Açıklama:
Örneğin Türk Dil Kurumu’na göre tembel, “İş görmeyi, çalışmayı sevmeyen, çaba göstermekten, sıkıntıdan kaçan (kimse), üşengeç.”
Bu tanımdan da anlaşılacağı gibi aslında tembel olmanın zıtlığı çalışkan olmanın tanımıdır.
Çalışkan olmak ,sürekli boşa çabalamak ve yahut düzensiz ,sistemsiz bilgi yığınları ve iş yığınları arasında kaybolmak değildir. Asıl olan belli bir düzen,sistem içerisinde belli bir amaç uğrunda hedefi ertelemeyi bırakıp harekete geçmektir.
Bahsi geçen karıncalar gibi insanlar da kendi düzenlerinde bu işleyiş ve faaliyet içerisinde birçok büyük iş başarabilir. Ancak insanlar içlerindeki tembellikleri ve üşengeçlikleri bir kenara atıp harekete geçmeliler.
Çalışkan olarak nitelediğimiz insanlar hayatlarındaki düzeni sağladıklarından hayatlarındaki sürprizler karşısında panik olmaz,stres durumlarında iradeleri güçlü olur. Tembel, üşengeç insanlar ise hayatın normal akışında dahi sürekli bir kaygı içindedir. Üstelik üşengeç insanlar yapacakları işleri daima ertelediklerinden zamanı da israf ederler. Bu bakımdan üşengeçliğin zararları tahminimizden daha fazladır.
Tembel insanlar, kabul etmeseler de çalışkan insanların aksine hep koşuşturmaca içinde hayatlarını sürdürür. Hep geç kalmamak için uğraşan tembel insan; dakik, çalışkan insanları içten içe kıskanır.

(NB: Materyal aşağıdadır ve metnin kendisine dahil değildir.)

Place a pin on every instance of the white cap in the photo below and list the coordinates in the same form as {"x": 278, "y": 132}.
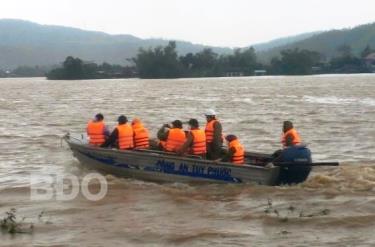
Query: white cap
{"x": 210, "y": 112}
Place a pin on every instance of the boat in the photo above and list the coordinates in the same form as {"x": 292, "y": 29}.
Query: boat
{"x": 159, "y": 166}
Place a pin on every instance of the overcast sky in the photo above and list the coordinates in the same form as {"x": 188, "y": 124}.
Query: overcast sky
{"x": 233, "y": 23}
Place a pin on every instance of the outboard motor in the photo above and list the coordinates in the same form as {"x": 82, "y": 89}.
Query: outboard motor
{"x": 295, "y": 164}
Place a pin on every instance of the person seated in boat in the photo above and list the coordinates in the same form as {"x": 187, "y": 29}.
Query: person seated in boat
{"x": 235, "y": 153}
{"x": 290, "y": 136}
{"x": 214, "y": 136}
{"x": 122, "y": 136}
{"x": 172, "y": 137}
{"x": 141, "y": 136}
{"x": 195, "y": 143}
{"x": 96, "y": 130}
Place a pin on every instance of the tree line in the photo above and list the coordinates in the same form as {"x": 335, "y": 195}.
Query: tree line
{"x": 164, "y": 62}
{"x": 76, "y": 69}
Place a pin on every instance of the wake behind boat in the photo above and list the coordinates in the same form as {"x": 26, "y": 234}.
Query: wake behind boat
{"x": 159, "y": 166}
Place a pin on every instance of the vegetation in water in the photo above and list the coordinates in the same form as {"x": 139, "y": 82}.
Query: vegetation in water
{"x": 12, "y": 225}
{"x": 284, "y": 214}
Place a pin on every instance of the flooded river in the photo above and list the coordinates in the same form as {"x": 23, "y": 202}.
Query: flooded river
{"x": 335, "y": 116}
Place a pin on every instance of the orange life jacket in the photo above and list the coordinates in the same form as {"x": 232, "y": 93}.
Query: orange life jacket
{"x": 176, "y": 138}
{"x": 199, "y": 142}
{"x": 95, "y": 131}
{"x": 140, "y": 136}
{"x": 210, "y": 131}
{"x": 125, "y": 136}
{"x": 296, "y": 139}
{"x": 238, "y": 157}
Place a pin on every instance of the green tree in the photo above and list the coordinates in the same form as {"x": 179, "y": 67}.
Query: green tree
{"x": 295, "y": 62}
{"x": 366, "y": 51}
{"x": 160, "y": 62}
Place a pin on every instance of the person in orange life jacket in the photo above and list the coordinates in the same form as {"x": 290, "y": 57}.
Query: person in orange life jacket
{"x": 236, "y": 151}
{"x": 96, "y": 130}
{"x": 172, "y": 137}
{"x": 195, "y": 143}
{"x": 214, "y": 138}
{"x": 290, "y": 136}
{"x": 122, "y": 136}
{"x": 141, "y": 137}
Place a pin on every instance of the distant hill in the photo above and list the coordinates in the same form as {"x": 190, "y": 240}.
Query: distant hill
{"x": 327, "y": 42}
{"x": 282, "y": 41}
{"x": 28, "y": 43}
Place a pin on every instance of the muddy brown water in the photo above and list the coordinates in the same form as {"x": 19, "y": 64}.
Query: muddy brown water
{"x": 335, "y": 115}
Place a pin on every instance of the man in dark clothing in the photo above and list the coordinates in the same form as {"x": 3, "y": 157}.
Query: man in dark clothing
{"x": 195, "y": 143}
{"x": 112, "y": 140}
{"x": 214, "y": 136}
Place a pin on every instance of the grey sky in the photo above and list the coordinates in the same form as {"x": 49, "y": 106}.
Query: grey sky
{"x": 212, "y": 22}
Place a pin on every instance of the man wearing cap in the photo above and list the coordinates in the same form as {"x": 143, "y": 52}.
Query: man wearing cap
{"x": 236, "y": 152}
{"x": 195, "y": 143}
{"x": 122, "y": 136}
{"x": 97, "y": 131}
{"x": 172, "y": 137}
{"x": 214, "y": 139}
{"x": 141, "y": 136}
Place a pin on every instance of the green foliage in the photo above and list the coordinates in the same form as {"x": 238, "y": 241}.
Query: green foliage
{"x": 327, "y": 43}
{"x": 9, "y": 224}
{"x": 76, "y": 69}
{"x": 366, "y": 51}
{"x": 162, "y": 62}
{"x": 295, "y": 62}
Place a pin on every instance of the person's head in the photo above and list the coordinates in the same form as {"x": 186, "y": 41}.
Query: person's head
{"x": 136, "y": 121}
{"x": 193, "y": 123}
{"x": 287, "y": 125}
{"x": 230, "y": 138}
{"x": 177, "y": 124}
{"x": 99, "y": 117}
{"x": 122, "y": 119}
{"x": 210, "y": 114}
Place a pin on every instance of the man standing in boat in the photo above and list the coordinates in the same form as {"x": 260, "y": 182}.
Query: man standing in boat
{"x": 97, "y": 131}
{"x": 122, "y": 136}
{"x": 235, "y": 153}
{"x": 195, "y": 140}
{"x": 172, "y": 137}
{"x": 141, "y": 136}
{"x": 290, "y": 136}
{"x": 214, "y": 135}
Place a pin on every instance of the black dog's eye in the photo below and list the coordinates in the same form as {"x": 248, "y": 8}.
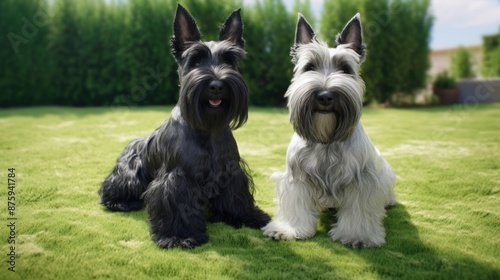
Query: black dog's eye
{"x": 195, "y": 61}
{"x": 309, "y": 67}
{"x": 229, "y": 59}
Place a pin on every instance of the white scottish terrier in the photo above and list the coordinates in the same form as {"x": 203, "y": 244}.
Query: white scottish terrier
{"x": 331, "y": 162}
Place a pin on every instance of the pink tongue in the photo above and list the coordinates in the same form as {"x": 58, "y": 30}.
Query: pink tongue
{"x": 215, "y": 102}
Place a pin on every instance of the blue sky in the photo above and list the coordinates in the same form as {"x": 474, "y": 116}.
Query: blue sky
{"x": 457, "y": 22}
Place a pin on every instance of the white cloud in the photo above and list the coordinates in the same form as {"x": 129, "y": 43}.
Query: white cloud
{"x": 466, "y": 13}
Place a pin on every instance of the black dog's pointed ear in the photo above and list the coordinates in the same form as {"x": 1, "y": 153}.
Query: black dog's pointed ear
{"x": 185, "y": 30}
{"x": 304, "y": 34}
{"x": 352, "y": 35}
{"x": 232, "y": 30}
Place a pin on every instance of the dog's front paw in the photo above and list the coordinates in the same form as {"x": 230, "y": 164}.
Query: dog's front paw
{"x": 186, "y": 243}
{"x": 357, "y": 241}
{"x": 280, "y": 231}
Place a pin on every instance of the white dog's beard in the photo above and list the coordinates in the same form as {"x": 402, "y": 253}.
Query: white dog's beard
{"x": 324, "y": 126}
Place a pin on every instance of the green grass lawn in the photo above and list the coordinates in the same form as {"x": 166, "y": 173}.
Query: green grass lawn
{"x": 446, "y": 224}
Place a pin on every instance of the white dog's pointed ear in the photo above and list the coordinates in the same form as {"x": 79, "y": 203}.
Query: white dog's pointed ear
{"x": 304, "y": 34}
{"x": 232, "y": 30}
{"x": 185, "y": 30}
{"x": 353, "y": 35}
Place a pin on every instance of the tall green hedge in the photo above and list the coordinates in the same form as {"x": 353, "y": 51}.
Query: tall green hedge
{"x": 117, "y": 53}
{"x": 396, "y": 34}
{"x": 490, "y": 66}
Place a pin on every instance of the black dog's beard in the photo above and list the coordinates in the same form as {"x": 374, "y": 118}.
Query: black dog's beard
{"x": 202, "y": 110}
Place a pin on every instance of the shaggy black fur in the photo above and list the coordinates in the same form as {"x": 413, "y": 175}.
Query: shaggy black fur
{"x": 192, "y": 161}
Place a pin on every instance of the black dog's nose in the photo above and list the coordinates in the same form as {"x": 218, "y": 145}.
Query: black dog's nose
{"x": 324, "y": 97}
{"x": 216, "y": 87}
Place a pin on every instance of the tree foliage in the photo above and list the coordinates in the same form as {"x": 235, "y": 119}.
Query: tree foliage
{"x": 117, "y": 53}
{"x": 490, "y": 66}
{"x": 396, "y": 34}
{"x": 461, "y": 64}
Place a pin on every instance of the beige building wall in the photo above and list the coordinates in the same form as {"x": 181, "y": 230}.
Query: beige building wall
{"x": 441, "y": 59}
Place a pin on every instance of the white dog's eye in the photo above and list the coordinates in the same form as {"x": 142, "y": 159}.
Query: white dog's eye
{"x": 309, "y": 67}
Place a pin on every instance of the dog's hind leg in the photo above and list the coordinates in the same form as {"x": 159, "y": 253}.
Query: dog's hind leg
{"x": 174, "y": 208}
{"x": 122, "y": 189}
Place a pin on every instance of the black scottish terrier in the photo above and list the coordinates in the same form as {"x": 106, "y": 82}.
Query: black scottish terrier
{"x": 192, "y": 161}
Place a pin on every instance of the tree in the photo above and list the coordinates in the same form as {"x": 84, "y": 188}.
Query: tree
{"x": 396, "y": 34}
{"x": 26, "y": 70}
{"x": 491, "y": 55}
{"x": 268, "y": 69}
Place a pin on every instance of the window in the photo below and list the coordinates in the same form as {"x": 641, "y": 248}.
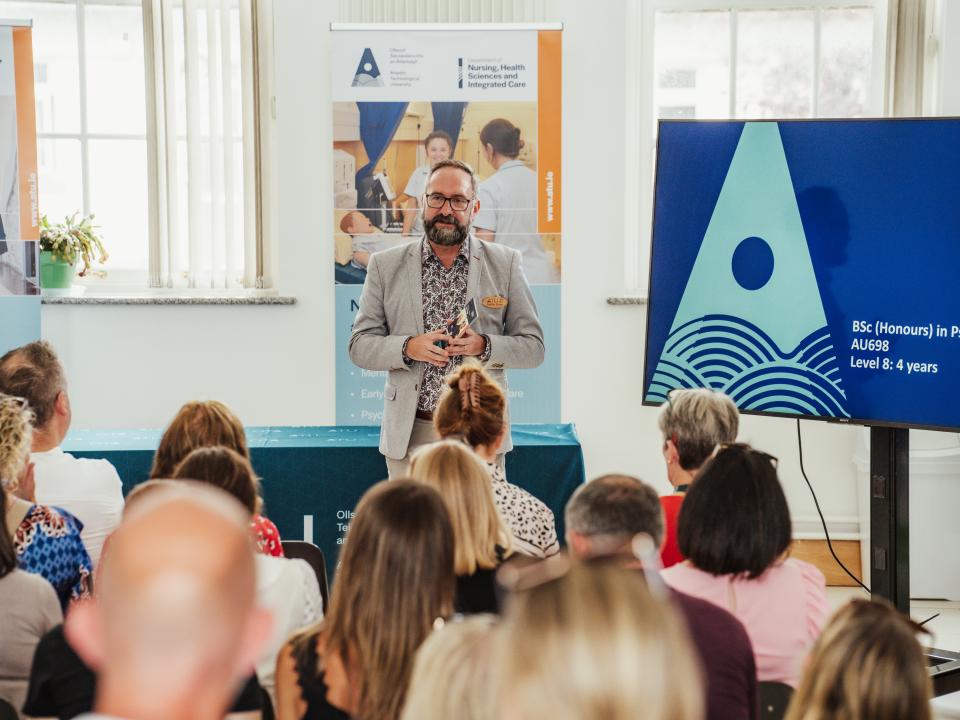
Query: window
{"x": 150, "y": 126}
{"x": 750, "y": 59}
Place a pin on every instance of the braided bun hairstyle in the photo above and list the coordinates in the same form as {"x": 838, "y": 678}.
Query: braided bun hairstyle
{"x": 472, "y": 405}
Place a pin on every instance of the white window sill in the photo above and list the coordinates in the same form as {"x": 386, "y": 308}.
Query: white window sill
{"x": 141, "y": 296}
{"x": 627, "y": 300}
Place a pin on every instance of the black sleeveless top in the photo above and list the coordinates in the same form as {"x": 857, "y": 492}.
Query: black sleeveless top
{"x": 313, "y": 688}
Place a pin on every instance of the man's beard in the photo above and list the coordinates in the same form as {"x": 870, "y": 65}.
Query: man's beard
{"x": 445, "y": 236}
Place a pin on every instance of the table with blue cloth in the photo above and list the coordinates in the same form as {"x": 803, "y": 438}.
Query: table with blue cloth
{"x": 313, "y": 476}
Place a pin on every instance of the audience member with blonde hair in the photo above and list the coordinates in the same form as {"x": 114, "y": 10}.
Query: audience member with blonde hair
{"x": 592, "y": 641}
{"x": 693, "y": 423}
{"x": 174, "y": 627}
{"x": 867, "y": 665}
{"x": 735, "y": 531}
{"x": 29, "y": 608}
{"x": 473, "y": 408}
{"x": 46, "y": 539}
{"x": 63, "y": 686}
{"x": 286, "y": 587}
{"x": 89, "y": 489}
{"x": 395, "y": 579}
{"x": 209, "y": 423}
{"x": 481, "y": 541}
{"x": 453, "y": 674}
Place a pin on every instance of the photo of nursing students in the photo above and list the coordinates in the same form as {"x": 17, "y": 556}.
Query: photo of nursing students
{"x": 383, "y": 154}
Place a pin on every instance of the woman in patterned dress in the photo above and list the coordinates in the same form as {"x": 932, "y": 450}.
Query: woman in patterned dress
{"x": 46, "y": 539}
{"x": 209, "y": 423}
{"x": 472, "y": 408}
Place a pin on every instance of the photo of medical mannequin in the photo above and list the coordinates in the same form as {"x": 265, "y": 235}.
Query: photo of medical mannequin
{"x": 508, "y": 201}
{"x": 366, "y": 237}
{"x": 439, "y": 146}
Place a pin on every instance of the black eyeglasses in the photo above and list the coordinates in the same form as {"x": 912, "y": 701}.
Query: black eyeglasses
{"x": 458, "y": 203}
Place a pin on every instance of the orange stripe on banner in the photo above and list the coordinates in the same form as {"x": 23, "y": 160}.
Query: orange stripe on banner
{"x": 26, "y": 133}
{"x": 549, "y": 70}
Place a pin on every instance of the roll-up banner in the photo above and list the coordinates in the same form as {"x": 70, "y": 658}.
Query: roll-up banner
{"x": 396, "y": 86}
{"x": 19, "y": 215}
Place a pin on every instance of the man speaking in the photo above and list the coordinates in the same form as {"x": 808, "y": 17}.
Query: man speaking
{"x": 412, "y": 293}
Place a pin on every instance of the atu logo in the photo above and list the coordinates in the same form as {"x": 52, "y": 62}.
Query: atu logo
{"x": 368, "y": 74}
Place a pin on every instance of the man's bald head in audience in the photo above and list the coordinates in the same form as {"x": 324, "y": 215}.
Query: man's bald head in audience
{"x": 174, "y": 627}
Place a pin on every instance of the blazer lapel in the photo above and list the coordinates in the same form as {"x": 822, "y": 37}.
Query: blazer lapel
{"x": 475, "y": 272}
{"x": 415, "y": 282}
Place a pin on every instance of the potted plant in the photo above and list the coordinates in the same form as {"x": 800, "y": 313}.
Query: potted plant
{"x": 64, "y": 244}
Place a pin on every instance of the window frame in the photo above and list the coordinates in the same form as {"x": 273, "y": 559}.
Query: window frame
{"x": 640, "y": 142}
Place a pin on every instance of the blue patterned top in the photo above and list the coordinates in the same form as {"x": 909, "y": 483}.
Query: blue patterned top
{"x": 48, "y": 544}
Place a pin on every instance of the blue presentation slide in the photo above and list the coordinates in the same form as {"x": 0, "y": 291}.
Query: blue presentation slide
{"x": 809, "y": 268}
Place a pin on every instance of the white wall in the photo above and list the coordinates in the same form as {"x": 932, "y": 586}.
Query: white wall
{"x": 133, "y": 366}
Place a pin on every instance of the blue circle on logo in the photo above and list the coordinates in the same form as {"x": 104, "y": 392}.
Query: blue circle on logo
{"x": 752, "y": 263}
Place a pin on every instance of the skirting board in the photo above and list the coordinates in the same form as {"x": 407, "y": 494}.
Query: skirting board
{"x": 817, "y": 553}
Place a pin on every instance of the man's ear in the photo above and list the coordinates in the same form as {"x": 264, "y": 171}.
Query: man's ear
{"x": 670, "y": 452}
{"x": 62, "y": 404}
{"x": 256, "y": 636}
{"x": 83, "y": 631}
{"x": 579, "y": 544}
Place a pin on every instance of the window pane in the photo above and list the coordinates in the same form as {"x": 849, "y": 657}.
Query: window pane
{"x": 115, "y": 70}
{"x": 59, "y": 178}
{"x": 118, "y": 197}
{"x": 846, "y": 62}
{"x": 775, "y": 64}
{"x": 55, "y": 57}
{"x": 692, "y": 65}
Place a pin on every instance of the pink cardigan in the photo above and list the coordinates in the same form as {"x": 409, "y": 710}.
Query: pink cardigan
{"x": 783, "y": 610}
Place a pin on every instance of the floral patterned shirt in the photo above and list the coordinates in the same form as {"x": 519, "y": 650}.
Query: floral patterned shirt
{"x": 444, "y": 295}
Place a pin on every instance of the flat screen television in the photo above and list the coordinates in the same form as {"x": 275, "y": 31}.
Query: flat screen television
{"x": 809, "y": 268}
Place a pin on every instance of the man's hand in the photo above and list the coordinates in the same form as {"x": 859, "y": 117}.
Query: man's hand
{"x": 422, "y": 348}
{"x": 469, "y": 343}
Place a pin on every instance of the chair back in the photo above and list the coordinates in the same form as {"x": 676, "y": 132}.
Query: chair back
{"x": 8, "y": 711}
{"x": 774, "y": 699}
{"x": 301, "y": 550}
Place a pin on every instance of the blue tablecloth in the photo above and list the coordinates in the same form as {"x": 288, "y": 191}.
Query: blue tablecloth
{"x": 313, "y": 476}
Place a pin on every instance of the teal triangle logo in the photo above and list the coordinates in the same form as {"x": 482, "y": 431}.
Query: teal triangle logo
{"x": 751, "y": 322}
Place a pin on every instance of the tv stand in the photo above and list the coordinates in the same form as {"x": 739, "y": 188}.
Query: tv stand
{"x": 890, "y": 540}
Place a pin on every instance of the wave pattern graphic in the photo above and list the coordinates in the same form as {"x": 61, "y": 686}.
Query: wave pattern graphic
{"x": 734, "y": 356}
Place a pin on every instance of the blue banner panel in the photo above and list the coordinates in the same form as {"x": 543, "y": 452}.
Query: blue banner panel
{"x": 19, "y": 320}
{"x": 809, "y": 268}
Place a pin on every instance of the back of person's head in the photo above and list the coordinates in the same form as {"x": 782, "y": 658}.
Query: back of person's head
{"x": 503, "y": 136}
{"x": 696, "y": 421}
{"x": 198, "y": 424}
{"x": 34, "y": 373}
{"x": 453, "y": 673}
{"x": 471, "y": 406}
{"x": 224, "y": 468}
{"x": 735, "y": 518}
{"x": 613, "y": 509}
{"x": 592, "y": 642}
{"x": 174, "y": 624}
{"x": 16, "y": 433}
{"x": 866, "y": 665}
{"x": 463, "y": 482}
{"x": 395, "y": 579}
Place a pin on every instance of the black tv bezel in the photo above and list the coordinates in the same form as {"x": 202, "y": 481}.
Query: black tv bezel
{"x": 866, "y": 422}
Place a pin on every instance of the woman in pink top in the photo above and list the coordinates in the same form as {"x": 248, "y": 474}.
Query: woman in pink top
{"x": 735, "y": 531}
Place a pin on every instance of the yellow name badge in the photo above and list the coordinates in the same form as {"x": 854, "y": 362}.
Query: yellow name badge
{"x": 494, "y": 302}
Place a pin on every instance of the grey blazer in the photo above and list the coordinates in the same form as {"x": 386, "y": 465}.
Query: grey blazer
{"x": 391, "y": 310}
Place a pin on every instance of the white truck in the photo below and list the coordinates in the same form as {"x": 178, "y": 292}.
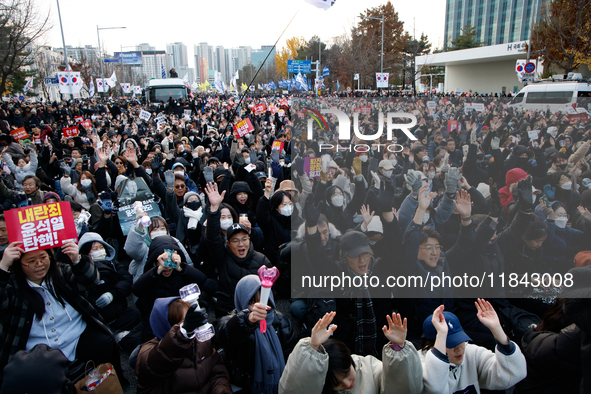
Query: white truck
{"x": 160, "y": 90}
{"x": 556, "y": 96}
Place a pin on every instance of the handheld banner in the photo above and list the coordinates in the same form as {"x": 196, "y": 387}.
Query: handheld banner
{"x": 42, "y": 226}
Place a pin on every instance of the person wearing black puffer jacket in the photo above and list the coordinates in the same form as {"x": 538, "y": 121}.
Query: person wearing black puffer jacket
{"x": 240, "y": 338}
{"x": 235, "y": 258}
{"x": 160, "y": 280}
{"x": 553, "y": 355}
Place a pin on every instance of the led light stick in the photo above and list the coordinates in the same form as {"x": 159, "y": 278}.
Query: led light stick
{"x": 268, "y": 277}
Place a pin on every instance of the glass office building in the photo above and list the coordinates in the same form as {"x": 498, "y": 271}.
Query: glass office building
{"x": 495, "y": 21}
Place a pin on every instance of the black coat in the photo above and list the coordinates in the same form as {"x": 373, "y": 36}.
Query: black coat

Üşengeçliğin ihtiva ettiği bu büyük zararlar aslında tedavisi mümkün küçük rahatsızlıklar gibidir.
Çalışkan olmak zannedildiği gibi zor ve meşakkatli olmamasına karşın üşengeçliğin verdiği zarar insan için tehlikeli boyutlara ulaşmaktadır.
İnsan için kâr /zarar hesabı yapıldığında çalışkan olmanın önemi daha da artmaktadır.